La storica struttura della Sonrisa chiude dopo la sentenza del Consiglio di Stato, con impatti occupazionali significativi per il territorio.
Una pagina importante della storia di Sant’Antonio Abate è sul punto di girarsi: il Castello delle Cerimonie, noto anche come la Sonrisa, chiuderà definitivamente domenica, segnando la fine di quasi quarant’anni di eventi indimenticabili. La decisione arriva in seguito a una sentenza del Consiglio di Stato che ha autorizzato il Comune a revocare le licenze per le attività di ristorazione e alberghiere all’interno della storica struttura.
Il Castello ha rappresentato per decenni un punto di riferimento nella Campania, divenuto celebre grazie anche al programma “Il Boss delle Cerimonie”, che ha svelato al grande pubblico le meraviglie dei ricevimenti e delle feste che lì si tenevano. Ora, con la revoca delle autorizzazioni, è impossibile continuare a organizzare eventi e pernottamenti, lasciando un vuoto difficile da colmare, soprattutto in un periodo cruciale come l’estate.
La chiusura del Castello non è solo un colpo per i festeggiamenti, ma apre anche una questione sociale delicata: circa cento lavoratori rischiano di trovarsi senza un’occupazione. Stando a quanto emerso dalla prima ricostruzione, un incontro si è svolto ieri in Prefettura a Napoli per discutere soluzioni a favore dei dipendenti. Presenti al vertice il Prefetto di Napoli, Michele di Bari, e il sindaco di Sant’Antonio Abate, Ilaria Abagnale, intenti a esplorare possibili interventi per contenere l’impatto sul tessuto lavorativo locale.

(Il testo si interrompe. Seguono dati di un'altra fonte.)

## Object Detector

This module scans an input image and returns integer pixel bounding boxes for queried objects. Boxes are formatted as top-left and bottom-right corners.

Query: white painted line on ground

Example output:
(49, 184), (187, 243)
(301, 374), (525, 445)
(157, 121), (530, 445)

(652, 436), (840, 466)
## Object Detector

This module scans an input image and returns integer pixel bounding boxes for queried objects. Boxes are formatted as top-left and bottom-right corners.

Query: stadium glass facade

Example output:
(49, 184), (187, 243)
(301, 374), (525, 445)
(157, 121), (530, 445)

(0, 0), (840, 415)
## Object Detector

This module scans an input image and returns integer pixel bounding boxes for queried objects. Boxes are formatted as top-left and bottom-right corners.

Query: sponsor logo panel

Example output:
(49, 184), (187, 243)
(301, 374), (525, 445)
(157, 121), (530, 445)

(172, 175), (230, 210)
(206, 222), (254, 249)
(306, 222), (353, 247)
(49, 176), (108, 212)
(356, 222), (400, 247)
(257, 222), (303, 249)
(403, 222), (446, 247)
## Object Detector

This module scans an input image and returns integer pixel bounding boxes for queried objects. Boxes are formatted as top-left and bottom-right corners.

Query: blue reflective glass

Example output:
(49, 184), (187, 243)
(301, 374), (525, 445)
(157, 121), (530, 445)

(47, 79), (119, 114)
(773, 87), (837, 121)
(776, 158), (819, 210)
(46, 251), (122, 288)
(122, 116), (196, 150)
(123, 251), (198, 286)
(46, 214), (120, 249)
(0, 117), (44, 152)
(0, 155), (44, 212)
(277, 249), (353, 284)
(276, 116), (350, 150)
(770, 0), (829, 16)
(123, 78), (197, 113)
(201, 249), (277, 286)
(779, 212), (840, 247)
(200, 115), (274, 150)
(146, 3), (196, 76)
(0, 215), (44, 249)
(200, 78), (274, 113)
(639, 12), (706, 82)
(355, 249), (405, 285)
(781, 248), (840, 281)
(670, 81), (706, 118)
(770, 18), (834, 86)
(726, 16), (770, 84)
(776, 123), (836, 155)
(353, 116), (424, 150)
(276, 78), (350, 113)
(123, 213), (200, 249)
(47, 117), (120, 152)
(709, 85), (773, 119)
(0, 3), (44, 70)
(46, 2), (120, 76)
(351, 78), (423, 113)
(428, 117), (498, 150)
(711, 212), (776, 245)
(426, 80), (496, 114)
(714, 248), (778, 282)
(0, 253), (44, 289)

“Abbiamo bisogno di trovare una risposta alle preoccupazioni dei lavoratori”, ha sottolineato il sindaco, evidenziando l’importanza di agire tempestivamente per evitare conseguenze devastanti per le famiglie coinvolte. La storia della Sonrisa non è solo una questione di attualità, ma anche di emozioni, di ricordi e di un legame forte con la comunità.
Questa vicenda, che si concluse con una lunga battaglia legale riguardante la lottizzazione dei terreni, rappresenta ora un nuovo capitolo per Sant’Antonio Abate. La società locale dovrà affrontare le conseguenze sociali ed economiche di questa chiusura e cercare soluzioni per il futuro delle persone coinvolte, in un momento in cui il settore degli eventi è già sotto pressione.
Intanto, l’attenzione resta alta: nel quartiere, i residenti si interrogano sul futuro e sulla possibilità di recuperare il patrimonio di un luogo tanto amato e iconico. La domanda, ora, resta aperta: quali saranno le prossime mosse per sostenere i lavoratori e salvaguardare un pezzo di storia di Sant’Antonio Abate?